白起看着扁鹊的眼神带着迫不及待想吞噬的狂热,四周的随从亲信突然感受到白起身上毫不掩饰的厚重杀意,这杀意如狂风涌起向四面翻涌推开,那群人被压得不由得集体后退一步,却依然扛不住那源源不断的压力。在滚滚压力之下是挟裹的狂妄之念。

        只有白起自己清楚,心中压抑不住的狂喜和欲望。终于,终于抓到你了,医师。

        扁鹊被笼罩在白起的领域中,已经失去先机,而他依仗的毒针对白起已经收效甚微,至少短时间没法子。

        看着扁鹊像被围猎而不得突破之法的猎物,白起翘起唇角。他执巨镰直指扁鹊:“药箱扔过来。”

        扁鹊没有动。

        “不听话的医师,再任性儿,这里人都得死。”白起语气平平。

        "他们死活与我何干?"扁鹊神色带着不屑。

        "医师可以试试,医师走一步,白起杀一人。"白起打了个手势,房内围着的众人刷的一声出矛前刺,将扁鹊与小桔的空间压缩的更小。扁鹊轻轻握了握小桔颤抖的手。

        "将军拿普通人的性命来威胁在下,不觉得有失身份?"

        "哈哈哈,"白起笑得猖狂"有用就行!医师,还想逃去哪里?与其担心别人,不如想想自己,想下白起会怎么折腾你,药箱扔过来吧!"

        扁鹊犹豫了。
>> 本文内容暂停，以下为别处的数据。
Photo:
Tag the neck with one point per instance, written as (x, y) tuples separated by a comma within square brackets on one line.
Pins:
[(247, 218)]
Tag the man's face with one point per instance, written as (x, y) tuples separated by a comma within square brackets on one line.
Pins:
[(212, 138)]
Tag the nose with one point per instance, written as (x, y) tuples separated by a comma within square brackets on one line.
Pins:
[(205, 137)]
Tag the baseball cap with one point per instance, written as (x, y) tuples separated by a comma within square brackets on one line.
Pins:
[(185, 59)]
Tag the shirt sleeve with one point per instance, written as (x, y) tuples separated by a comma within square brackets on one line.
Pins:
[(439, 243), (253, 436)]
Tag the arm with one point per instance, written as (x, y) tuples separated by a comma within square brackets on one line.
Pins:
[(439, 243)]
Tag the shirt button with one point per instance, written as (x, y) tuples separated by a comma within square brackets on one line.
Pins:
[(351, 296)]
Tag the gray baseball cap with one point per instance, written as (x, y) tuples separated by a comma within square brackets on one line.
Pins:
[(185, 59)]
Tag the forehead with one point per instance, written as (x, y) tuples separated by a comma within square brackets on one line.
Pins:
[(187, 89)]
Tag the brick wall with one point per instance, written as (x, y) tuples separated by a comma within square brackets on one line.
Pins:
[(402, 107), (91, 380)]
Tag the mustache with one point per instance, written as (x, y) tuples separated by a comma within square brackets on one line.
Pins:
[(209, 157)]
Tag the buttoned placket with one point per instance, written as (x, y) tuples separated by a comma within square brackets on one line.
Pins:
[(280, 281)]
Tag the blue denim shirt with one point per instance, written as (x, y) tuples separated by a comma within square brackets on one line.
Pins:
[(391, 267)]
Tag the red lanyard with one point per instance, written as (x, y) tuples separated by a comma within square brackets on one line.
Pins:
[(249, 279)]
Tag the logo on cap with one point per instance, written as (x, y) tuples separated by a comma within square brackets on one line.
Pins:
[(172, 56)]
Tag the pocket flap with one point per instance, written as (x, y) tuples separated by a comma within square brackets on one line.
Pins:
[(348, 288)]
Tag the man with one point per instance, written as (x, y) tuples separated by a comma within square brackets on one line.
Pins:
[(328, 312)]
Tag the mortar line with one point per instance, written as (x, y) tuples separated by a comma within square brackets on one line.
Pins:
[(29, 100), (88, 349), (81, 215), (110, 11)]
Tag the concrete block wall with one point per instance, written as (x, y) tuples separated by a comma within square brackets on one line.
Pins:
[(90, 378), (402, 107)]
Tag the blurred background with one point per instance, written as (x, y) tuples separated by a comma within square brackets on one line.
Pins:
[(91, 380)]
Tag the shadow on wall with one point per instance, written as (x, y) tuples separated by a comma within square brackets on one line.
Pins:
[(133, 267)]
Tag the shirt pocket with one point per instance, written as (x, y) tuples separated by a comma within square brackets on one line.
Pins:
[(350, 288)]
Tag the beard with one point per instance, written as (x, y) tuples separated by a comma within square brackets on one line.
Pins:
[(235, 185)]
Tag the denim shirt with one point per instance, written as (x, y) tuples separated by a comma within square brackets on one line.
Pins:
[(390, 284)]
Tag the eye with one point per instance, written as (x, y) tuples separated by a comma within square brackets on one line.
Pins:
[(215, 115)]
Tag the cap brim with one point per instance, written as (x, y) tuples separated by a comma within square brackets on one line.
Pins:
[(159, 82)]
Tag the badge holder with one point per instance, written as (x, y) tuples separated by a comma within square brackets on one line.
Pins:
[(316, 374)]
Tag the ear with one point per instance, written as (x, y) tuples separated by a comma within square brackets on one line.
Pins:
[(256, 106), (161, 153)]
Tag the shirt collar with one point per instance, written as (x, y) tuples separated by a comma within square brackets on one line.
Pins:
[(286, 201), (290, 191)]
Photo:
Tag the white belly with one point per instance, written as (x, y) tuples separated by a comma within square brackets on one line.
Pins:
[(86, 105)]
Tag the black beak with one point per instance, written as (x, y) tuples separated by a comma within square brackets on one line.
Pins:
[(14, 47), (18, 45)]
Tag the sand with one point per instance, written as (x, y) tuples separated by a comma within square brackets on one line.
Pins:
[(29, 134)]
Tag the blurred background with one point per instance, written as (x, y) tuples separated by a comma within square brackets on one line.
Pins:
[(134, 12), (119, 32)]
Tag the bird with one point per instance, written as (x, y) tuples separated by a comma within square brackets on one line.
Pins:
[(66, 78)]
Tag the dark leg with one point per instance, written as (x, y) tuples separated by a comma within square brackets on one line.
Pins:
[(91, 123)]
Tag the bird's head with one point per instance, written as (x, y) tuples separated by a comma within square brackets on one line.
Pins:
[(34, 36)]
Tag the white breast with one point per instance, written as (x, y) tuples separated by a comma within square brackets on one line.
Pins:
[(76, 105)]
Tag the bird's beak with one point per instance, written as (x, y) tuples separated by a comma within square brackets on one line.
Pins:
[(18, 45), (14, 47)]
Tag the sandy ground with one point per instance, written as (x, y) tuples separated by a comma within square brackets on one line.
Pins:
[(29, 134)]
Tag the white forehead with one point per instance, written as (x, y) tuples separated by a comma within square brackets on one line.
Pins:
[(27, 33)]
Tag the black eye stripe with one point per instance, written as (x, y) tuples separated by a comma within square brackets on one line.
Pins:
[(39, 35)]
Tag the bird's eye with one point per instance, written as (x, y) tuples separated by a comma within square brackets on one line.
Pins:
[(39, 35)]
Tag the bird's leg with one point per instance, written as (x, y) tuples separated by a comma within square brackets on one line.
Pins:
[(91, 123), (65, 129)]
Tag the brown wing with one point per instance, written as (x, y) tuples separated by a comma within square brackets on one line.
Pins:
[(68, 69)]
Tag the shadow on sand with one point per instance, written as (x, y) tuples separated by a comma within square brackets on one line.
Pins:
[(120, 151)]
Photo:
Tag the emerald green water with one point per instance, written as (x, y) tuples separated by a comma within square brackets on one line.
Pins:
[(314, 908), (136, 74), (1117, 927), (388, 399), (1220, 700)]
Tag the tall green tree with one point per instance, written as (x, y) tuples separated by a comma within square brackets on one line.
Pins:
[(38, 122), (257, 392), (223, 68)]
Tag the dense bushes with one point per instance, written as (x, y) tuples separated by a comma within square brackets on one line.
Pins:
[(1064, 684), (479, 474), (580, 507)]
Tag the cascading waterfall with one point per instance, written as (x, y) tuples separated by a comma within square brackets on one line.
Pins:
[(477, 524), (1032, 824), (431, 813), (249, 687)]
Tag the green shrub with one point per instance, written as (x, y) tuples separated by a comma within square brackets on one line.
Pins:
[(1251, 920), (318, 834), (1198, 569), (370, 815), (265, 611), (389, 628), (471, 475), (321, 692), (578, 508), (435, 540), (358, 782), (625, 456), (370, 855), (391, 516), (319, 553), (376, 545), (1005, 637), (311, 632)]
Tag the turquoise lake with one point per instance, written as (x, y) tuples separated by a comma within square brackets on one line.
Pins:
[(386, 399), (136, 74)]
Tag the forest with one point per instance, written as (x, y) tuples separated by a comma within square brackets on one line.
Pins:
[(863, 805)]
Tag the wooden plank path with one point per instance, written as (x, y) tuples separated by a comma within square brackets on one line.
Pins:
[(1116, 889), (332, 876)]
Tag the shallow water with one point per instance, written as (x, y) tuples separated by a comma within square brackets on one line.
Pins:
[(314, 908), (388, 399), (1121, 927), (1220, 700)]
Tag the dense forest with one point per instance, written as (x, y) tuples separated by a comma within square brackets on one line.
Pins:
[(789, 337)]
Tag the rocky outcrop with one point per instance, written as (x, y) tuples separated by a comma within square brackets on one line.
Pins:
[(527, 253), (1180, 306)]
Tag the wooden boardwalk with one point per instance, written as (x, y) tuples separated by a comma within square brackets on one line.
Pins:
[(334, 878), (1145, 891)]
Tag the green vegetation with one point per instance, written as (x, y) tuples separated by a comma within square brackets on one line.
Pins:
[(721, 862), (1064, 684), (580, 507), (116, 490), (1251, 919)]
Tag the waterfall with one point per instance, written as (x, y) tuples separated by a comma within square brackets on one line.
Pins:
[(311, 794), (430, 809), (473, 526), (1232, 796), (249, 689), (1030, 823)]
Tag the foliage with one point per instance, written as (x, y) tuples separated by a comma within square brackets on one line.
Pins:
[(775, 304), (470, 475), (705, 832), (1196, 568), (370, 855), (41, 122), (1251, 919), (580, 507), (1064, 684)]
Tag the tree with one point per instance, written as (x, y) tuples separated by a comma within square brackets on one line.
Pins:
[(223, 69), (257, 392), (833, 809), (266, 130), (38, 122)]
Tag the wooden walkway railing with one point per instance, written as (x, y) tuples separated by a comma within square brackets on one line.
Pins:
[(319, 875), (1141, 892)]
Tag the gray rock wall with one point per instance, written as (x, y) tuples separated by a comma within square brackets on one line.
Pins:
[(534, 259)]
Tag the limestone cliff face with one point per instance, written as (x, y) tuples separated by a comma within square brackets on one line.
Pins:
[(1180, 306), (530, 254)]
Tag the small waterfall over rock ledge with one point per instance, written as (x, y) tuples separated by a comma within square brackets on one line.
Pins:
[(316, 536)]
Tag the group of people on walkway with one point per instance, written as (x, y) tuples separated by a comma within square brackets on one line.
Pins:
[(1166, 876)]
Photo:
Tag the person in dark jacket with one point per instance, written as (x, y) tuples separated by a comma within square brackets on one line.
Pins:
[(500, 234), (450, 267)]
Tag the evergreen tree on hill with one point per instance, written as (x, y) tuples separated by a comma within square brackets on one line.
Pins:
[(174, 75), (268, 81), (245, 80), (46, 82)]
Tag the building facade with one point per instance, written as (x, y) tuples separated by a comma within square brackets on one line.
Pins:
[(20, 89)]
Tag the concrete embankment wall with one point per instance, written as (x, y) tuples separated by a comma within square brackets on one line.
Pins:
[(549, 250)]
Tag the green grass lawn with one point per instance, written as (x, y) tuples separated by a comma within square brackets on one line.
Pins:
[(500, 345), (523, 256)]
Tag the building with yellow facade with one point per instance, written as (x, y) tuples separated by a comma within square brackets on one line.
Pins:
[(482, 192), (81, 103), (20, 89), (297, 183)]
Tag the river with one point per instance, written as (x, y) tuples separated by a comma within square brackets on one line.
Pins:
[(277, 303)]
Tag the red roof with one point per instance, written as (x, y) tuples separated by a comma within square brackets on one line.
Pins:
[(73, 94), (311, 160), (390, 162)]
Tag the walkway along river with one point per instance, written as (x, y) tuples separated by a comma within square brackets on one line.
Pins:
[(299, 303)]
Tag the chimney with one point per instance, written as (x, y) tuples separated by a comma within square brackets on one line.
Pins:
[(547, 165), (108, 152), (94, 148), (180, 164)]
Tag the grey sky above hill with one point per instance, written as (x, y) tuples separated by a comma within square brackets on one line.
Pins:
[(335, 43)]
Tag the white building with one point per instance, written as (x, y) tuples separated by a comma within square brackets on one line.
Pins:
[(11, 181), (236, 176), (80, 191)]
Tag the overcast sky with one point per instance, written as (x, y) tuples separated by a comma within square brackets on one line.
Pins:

他透过门看见外面的秦军已经占满了山涧的路。白起是说一不二,说杀人眼睛都不会眨的全部弄死。亲信们已经察觉到白起的异样,嗜血又带着隐隐的压抑不住的亢奋,杀意外放压迫着对面身体单薄的医师,甚至放出了入道者的领域,就是为了抓住此人。他像是找到执迷之事,一边享受着逗弄着心仪的猎物的快感,一边细细品尝猎物的每一次心潮的动荡。